Since April, S&P 500 has recovered from the crash and is currently positive YTD. Meanwhile, the leveraged ETF is still deep into negative territory, currently down 16.9% YTD.
This example shows the sheer destructive nature of leveraged tokens. It also shows the impact high-volatility has on leveraged products and explains why leveraged tokens might not necessarily follow the long-term performance of its underlying cryptocurrency.
Although BLVT is designed to reduce the impact of volatility decay by maintaining variable target leverage, in extremely volatile markets as we have seen lately, investors must mitigate the risk and avoid holding BLVT for the long-term.

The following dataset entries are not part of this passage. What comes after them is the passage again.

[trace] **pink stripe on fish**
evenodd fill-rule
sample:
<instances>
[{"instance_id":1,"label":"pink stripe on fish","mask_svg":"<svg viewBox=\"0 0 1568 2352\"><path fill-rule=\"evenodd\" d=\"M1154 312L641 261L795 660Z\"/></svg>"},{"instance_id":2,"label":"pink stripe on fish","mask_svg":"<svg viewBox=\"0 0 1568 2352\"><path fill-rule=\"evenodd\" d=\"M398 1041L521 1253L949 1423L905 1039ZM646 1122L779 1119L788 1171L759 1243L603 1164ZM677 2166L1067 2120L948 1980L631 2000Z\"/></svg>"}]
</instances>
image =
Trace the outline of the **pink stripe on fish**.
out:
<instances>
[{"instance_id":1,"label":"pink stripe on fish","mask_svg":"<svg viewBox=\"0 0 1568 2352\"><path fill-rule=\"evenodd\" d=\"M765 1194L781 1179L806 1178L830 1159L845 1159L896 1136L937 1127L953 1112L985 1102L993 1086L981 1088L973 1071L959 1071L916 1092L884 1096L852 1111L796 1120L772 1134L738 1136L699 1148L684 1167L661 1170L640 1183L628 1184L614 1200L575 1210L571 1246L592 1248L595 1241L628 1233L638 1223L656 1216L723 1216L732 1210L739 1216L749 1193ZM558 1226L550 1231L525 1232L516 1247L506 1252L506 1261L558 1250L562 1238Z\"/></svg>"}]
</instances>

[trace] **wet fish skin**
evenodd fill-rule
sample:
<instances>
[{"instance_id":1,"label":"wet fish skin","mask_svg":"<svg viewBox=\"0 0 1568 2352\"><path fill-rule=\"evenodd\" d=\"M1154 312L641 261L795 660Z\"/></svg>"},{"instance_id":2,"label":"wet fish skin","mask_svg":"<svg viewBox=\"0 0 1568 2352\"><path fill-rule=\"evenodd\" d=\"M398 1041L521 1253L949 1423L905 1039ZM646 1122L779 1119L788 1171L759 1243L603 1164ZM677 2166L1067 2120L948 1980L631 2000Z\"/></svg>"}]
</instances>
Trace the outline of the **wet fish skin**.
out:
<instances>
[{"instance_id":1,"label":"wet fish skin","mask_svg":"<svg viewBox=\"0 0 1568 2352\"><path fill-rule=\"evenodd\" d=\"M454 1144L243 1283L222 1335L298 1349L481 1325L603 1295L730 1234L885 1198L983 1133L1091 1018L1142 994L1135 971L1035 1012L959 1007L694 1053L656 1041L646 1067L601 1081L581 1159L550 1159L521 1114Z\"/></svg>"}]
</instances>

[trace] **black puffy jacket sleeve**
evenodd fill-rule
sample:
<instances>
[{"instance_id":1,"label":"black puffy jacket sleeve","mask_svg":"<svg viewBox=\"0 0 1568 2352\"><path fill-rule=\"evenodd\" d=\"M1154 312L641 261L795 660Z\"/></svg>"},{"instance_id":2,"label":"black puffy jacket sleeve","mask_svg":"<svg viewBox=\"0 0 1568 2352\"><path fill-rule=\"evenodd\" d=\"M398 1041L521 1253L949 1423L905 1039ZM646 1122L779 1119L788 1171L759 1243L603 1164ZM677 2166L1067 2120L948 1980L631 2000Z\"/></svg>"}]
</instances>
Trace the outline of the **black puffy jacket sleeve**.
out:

3. Ignoring the impact of regular rebalancing
Due to its daily leverage mandate, leveraged tokens are rebalanced by reducing or increasing their exposure to the underlying cryptocurrency. The following example shows how rebalancing works.
Assume a 3x LT with an initial Net Asset Value (NAV) of $100 million. In line with its mandate, the LT maintains a total exposure of $300 million in the underlying cryptocurrency.
|Day||Daily return||NAV (in millions)||Exposure (in millions)||Net Difference|
|T+1||5%||$105||300 x (1 + ((0.05 x 3) / 1)) = $345||$+45|
|T+2||(-3%)||$101.85||345 x (1 + ((-0.03 x 3) / 1)) = $313.95||$-31.05|
As shown, the fund will increase its exposure as the underlying cryptocurrency increases in value. Likewise, the exposure will be reduced as the value of its underlying cryptocurrency declines.
As a result of regular rebalancing, investors holding a leveraged token longer than a day could see their exposure levels rise or fall dramatically. Therefore, affecting their original investment.
Therefore when the market is highly volatile, it triggers more rebalancing events, thereby, causing a performance diversion between the token and its underlying cryptocurrency.
4. Letting losers run
This is a classic mistake. Novice traders tend to fall in love with losers and never get out.
Novice traders look for excuses on why the market is wrong and hold onto losers in hopes that the market will eventually turn in their favor. Remember that the market is always right!
As shown in earlier examples, the long-term performance of a leveraged token may vary from the underlying spot market. Even if you have correctly predicted the price movement of the underlying cryptocurrency, the long-term performance of leveraged tokens are unpredictable because of the daily volatility of the market.
The more volatile the underlying asset is, the more token value will lose over time, even if the underlying cryptocurrency closes flat at the end of the year. If the underlying cryptocurrency moved up and down drastically along the way, you might lose a significant percentage of the token value if you bought and held it.
Leveraged tokens are easy to use but hide considerable complexity. Behind the scenes, the fund constantly rebalances to maintain a target leverage exposure. This results in additional expenses and significant fluctuations in index exposure.
As such, it is unlikely for leveraged tokens to provide amplified returns of the index for long periods. In general, leveraged tokens are not the substitute for holding assets in the spot market, and that applies to BLVT as well.
However, if traders predict market moves correctly, they will generally make money by trading BLVTs. It offers many viable alternatives for amplifying gains, putting less trading capital at risk, and profiting with strong market momentum.